What is the message? The Democratic candidate is not quite manly.
This concept was explored this concept on June 15, 2008 in an opinion piece published by The New York Times and written by Susan Faludi, who noted
The attacks are already under way, as is evident if one enters the words “Obama” and “effeminate” into a search engine. The effeminacy canard lurks in Mike Huckabee’s imaginings of Mr. Obama tripping off a chair and diving for the floor when confronted by a gunman, and in the words of Tucker Bounds, Mr. McCain’s campaign spokesman, who depicted Mr. Obama as “hysterical.”
News media blatherers and bloggers are taking up the theme. On MSNBC, Tucker Carlson called Mr. Obama “kind of a wuss”; Joe Scarborough, the morning TV talk show host, dubbed Mr. Obama’s bowling style “prissy” and declared, “Americans want their president, if it’s a man, to be a real man”; and Don Imus, the radio host, never one to be outdone in the sexual slur department, dubbed Mr. Obama a “sissy boy.”

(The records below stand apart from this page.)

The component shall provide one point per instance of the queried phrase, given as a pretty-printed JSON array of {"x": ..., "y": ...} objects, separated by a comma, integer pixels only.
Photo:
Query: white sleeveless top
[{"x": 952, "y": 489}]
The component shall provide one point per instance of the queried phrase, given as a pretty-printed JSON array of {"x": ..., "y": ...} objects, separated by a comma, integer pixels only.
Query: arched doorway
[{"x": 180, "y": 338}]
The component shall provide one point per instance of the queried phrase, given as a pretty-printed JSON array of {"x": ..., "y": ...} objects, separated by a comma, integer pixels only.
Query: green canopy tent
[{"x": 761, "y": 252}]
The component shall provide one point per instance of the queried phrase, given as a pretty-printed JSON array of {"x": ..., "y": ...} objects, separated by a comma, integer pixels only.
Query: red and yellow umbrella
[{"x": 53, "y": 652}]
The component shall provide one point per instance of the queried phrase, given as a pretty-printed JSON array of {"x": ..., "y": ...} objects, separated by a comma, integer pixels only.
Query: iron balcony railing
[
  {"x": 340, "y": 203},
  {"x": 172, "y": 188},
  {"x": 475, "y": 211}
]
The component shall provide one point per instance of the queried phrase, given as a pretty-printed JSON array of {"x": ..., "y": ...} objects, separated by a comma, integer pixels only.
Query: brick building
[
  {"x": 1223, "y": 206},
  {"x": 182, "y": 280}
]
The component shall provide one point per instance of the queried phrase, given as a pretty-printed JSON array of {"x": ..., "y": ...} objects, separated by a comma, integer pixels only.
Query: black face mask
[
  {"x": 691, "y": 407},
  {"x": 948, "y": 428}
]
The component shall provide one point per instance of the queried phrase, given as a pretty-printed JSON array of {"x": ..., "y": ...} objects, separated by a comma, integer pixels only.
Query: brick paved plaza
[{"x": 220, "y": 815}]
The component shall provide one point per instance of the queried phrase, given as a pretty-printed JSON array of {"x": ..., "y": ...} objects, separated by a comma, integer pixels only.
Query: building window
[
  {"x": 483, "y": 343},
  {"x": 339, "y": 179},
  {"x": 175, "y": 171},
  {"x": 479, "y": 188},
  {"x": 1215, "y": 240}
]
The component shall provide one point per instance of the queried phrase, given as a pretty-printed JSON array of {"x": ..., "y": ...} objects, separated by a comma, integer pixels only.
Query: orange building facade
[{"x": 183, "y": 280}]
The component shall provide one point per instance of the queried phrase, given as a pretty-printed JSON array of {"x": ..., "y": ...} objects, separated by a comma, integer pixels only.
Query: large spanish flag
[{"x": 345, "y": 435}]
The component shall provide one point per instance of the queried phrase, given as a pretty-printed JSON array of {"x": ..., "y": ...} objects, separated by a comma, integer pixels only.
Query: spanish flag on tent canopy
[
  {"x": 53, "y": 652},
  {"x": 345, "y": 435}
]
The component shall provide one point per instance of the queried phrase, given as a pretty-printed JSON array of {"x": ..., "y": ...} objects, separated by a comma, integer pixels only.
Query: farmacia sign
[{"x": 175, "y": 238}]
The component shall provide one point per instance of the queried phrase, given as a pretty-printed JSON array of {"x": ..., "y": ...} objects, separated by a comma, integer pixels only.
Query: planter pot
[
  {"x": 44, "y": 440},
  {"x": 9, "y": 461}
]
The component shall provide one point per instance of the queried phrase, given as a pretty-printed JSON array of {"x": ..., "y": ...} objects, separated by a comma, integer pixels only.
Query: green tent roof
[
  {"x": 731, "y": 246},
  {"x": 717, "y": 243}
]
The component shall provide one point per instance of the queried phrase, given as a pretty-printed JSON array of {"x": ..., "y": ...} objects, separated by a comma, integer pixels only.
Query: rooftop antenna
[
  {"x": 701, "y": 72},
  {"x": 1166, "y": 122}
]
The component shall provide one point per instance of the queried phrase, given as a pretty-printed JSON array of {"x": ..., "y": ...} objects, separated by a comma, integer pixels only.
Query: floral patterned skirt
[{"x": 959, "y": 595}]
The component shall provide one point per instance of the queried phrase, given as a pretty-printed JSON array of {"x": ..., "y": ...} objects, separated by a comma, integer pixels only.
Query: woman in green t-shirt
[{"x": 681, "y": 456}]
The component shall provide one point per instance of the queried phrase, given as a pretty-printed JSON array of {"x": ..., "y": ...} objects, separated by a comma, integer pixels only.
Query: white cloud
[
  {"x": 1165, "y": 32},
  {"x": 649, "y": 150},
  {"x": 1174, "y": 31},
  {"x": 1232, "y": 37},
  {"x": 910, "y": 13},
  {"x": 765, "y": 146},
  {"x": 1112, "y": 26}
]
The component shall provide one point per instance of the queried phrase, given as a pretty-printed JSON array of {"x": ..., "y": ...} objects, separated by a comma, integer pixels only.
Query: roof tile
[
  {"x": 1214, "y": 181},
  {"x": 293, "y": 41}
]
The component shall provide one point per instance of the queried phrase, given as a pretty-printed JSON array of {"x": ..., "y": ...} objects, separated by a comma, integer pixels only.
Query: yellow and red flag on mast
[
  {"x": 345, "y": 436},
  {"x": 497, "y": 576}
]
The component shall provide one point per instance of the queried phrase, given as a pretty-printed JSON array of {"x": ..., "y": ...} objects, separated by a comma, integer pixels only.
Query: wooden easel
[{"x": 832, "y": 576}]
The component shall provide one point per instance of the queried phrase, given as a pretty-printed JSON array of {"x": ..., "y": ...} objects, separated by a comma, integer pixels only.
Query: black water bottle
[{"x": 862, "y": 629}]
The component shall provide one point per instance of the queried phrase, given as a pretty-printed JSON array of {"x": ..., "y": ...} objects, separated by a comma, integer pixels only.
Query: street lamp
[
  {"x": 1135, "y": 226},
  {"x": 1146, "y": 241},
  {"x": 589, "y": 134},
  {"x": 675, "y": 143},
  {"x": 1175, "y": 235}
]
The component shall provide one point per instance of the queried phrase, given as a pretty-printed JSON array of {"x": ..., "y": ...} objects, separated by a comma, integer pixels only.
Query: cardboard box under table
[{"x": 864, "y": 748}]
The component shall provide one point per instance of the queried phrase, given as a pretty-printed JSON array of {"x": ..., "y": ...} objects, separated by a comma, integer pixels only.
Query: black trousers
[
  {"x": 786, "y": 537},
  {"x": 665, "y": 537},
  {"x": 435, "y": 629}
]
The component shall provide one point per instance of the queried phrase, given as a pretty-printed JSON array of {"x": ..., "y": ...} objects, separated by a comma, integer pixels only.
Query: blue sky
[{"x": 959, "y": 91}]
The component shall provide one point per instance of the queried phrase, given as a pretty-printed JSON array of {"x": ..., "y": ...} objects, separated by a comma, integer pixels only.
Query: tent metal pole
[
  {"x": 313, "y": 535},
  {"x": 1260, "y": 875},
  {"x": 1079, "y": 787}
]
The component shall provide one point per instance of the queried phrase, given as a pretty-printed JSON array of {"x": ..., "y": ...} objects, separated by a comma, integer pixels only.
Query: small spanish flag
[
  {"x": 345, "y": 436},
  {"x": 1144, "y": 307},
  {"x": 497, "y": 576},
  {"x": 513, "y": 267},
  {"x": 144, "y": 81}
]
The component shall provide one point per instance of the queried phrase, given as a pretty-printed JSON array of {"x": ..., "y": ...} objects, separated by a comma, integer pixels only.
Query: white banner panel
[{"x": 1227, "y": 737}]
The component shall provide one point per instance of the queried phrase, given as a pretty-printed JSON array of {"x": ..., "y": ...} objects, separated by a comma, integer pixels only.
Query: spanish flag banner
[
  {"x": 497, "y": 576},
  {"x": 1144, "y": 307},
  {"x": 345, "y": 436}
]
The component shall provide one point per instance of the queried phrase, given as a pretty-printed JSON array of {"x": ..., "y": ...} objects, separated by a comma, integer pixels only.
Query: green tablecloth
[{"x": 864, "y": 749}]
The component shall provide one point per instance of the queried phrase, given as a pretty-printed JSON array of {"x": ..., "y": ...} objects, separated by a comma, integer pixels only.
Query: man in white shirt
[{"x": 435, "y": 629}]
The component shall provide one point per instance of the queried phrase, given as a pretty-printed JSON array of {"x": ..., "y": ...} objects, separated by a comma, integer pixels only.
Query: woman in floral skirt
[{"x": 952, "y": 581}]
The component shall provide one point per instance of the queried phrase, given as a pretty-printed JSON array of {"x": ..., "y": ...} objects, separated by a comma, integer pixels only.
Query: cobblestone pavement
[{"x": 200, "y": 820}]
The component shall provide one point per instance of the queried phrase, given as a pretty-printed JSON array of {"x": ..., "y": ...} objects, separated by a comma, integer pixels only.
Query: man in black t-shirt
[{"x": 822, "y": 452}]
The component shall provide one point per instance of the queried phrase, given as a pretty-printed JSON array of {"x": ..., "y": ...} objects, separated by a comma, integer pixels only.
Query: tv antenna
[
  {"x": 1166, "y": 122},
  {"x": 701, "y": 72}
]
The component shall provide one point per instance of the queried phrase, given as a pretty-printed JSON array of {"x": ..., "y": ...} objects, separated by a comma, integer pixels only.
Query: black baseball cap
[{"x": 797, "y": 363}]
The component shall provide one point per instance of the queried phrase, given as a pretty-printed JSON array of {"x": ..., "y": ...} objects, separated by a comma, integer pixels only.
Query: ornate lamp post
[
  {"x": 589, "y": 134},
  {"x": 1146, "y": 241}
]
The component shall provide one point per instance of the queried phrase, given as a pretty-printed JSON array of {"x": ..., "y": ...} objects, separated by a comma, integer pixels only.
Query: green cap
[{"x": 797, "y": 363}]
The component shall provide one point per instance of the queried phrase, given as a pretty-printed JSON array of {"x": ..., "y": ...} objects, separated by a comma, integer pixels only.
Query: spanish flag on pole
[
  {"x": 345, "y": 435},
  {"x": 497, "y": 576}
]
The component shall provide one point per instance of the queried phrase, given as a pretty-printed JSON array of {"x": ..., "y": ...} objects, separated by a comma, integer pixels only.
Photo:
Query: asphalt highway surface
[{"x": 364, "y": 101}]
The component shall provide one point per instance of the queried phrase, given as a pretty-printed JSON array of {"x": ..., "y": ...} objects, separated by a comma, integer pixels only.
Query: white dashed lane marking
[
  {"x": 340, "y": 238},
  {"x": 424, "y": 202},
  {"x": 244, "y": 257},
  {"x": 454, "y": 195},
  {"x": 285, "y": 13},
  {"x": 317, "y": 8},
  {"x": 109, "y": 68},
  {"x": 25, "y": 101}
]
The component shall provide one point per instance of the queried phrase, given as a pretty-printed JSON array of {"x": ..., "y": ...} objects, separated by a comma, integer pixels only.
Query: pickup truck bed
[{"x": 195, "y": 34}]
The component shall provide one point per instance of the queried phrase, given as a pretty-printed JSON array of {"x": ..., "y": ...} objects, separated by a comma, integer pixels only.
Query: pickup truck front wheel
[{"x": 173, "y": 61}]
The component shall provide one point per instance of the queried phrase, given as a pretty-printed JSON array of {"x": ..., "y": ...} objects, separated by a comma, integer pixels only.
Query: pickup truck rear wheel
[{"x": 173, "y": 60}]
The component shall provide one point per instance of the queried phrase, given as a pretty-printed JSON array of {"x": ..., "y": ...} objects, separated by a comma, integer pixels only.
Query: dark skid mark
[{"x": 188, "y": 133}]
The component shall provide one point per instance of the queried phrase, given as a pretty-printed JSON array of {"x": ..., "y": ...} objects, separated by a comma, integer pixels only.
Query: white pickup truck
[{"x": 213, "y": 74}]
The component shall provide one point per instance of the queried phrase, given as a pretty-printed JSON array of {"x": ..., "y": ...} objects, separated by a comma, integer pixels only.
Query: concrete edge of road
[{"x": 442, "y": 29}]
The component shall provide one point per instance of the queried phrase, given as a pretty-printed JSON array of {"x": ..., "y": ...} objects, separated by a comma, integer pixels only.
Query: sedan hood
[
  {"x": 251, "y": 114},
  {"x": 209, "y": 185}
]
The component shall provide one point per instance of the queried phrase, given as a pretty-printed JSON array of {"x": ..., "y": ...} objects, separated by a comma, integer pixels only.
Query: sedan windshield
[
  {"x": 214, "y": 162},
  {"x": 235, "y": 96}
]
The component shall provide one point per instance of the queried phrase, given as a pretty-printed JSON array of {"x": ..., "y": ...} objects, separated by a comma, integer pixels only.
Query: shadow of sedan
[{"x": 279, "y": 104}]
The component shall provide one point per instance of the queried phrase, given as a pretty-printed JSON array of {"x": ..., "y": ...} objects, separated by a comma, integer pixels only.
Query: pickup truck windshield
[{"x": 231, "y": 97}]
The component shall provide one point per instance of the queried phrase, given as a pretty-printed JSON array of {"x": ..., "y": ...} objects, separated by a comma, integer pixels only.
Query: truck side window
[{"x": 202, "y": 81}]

Obama is only one in a long line of Democratic presidential candidates to be characterized as effeminate. Glenn Greenwald wrote on July 17, 2007
For some time now, it has been commonplace for Democratic candidates to be depicted as gender-confused freaks -- Al Gore, emasculated with earth colors at the hands of the controlling Naomi Wolf; John Kerry, the wife-dominated, French windsurfer; Hillary Clinton, the domineering, emasculating, pants-wearing dyke; and John Edwards, the pretty, womanly faggot obsessed with his hair. One can make a strong argument, as some have, that those personality-attack themes have played a far larger role in the outcome of the last two presidential election than any substantive issues, and liberals simply have nothing close to the potency of the right-wing filth machine in advancing these gender themes.
I could whine about this being the real "sexism," as compared to the other, mythical, sexism claimed by the Repub Party and legitimized by the mainstream media. But the GOP has cornered the market on victimhood.